As a Christian, we need to come to terms with something.
If we are going to navigate the tumultuous terrain of our present society in a way that resembles this Jesus we call our Lord, we must drag ourselves up above the fray.
Let’s start here….If anyone is surprised at the chaos we are seeing in the world, you shouldn’t be. Humanity literally, violently, killed God on a torturous cross. Humanity hatefully, arrogantly, lashed out at God in part due to political posturing, very stubborn theology, insecurity, jealousy, and a deeply ingrained fear of losing control.
The mess we are seeing now is of the same root. It’s what humans do. It’s the ravages of sin. The weathering affect of living outside of our true identity. The degradation that comes from failing to understand the better way of Jesus.
It’s the counter to Jesus’ famous “Sermon on the Mount”. It’s the wrong He came to make right. It’s the culture the King came to heal.
You are probably saying, “Amen”.
Here is where it gets tricky….When humanity was targeting its rage at Him, Jesus petitioned for forgiveness. He beckoned mercy to come running. He longed for their wrongs to be stricken from the records. He, suspended between earth and sky, was redacting.

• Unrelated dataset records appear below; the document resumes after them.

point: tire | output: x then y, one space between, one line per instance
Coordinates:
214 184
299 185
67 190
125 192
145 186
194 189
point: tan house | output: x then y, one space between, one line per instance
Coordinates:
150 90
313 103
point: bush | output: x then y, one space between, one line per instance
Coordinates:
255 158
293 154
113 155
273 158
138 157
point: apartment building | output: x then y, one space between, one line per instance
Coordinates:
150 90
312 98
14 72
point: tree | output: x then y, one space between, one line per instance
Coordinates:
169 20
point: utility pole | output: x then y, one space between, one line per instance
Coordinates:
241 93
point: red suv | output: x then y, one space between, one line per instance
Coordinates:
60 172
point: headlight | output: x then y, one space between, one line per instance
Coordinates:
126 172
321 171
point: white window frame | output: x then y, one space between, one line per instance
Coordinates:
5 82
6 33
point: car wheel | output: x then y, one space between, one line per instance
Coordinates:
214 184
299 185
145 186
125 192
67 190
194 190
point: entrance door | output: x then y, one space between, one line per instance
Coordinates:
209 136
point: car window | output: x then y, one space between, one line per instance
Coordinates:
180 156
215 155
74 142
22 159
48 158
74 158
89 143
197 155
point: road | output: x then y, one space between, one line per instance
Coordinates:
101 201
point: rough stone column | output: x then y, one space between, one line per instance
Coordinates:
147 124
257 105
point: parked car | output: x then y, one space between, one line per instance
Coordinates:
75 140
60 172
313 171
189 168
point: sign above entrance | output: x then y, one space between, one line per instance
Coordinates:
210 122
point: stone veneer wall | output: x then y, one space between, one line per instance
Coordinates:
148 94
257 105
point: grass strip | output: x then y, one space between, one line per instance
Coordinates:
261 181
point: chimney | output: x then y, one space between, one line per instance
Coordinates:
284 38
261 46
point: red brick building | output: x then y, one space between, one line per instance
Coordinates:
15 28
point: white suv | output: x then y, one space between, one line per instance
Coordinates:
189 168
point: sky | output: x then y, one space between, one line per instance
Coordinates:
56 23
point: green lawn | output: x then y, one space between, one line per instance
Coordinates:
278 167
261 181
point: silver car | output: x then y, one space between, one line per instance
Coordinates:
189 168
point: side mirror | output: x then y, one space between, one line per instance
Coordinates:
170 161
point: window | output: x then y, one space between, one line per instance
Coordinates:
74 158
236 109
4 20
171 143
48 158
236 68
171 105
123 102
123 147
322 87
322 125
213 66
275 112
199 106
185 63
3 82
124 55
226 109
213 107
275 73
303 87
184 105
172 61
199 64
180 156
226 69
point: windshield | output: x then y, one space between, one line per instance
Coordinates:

Are we responding like Him?
When we see riots…identify hypocrisy…discern deception…observe evil….What rises up in us?
Don’t get me wrong. When I see footage of the riots and I hear the chants, I get angry. But what am I angry AT?
Am I angry at the rioter? Do I hope for vengeance? Do I verbalize disgust at these “insolent people”? Do I double down on my political anger? Do I laugh when their actions rebound and crash against them?
I have a feeling He laments. I get the idea He is angry…angry at the ravages of sin…but longs for the rioter to know there is a far better way…longs for the violent, the divider, the antagonist…for the confused, hurting, and disenfranchised…longs for them to know His Shalom…His peace…His wholeness.
I get it.
What is happening right now certainly provokes intense emotions. I watch some of this stuff and my blood boils. I just have to remember our Jesus doesn’t fight fire with fire. He fought it by enduring the worst humanity can conjure, and loving anyway.
He took it…He swallowed it up…he jumped on the grenade.
Moment of truth….What holds our attention more…
Being true to Jesus or seeing those we dislike, our “enemies”, getting what they deserve?
I’m in this with you. I’m contending for the purity of my heart. Some days I win, other days the frustration spills over into something less than holy.
Just know, it is possible to feel absolutely confident you are on the side of right, fighting a noble battle, all the while operating from the exact same root that killed Jesus.
With much love, let’s do the hard work of being like Jesus.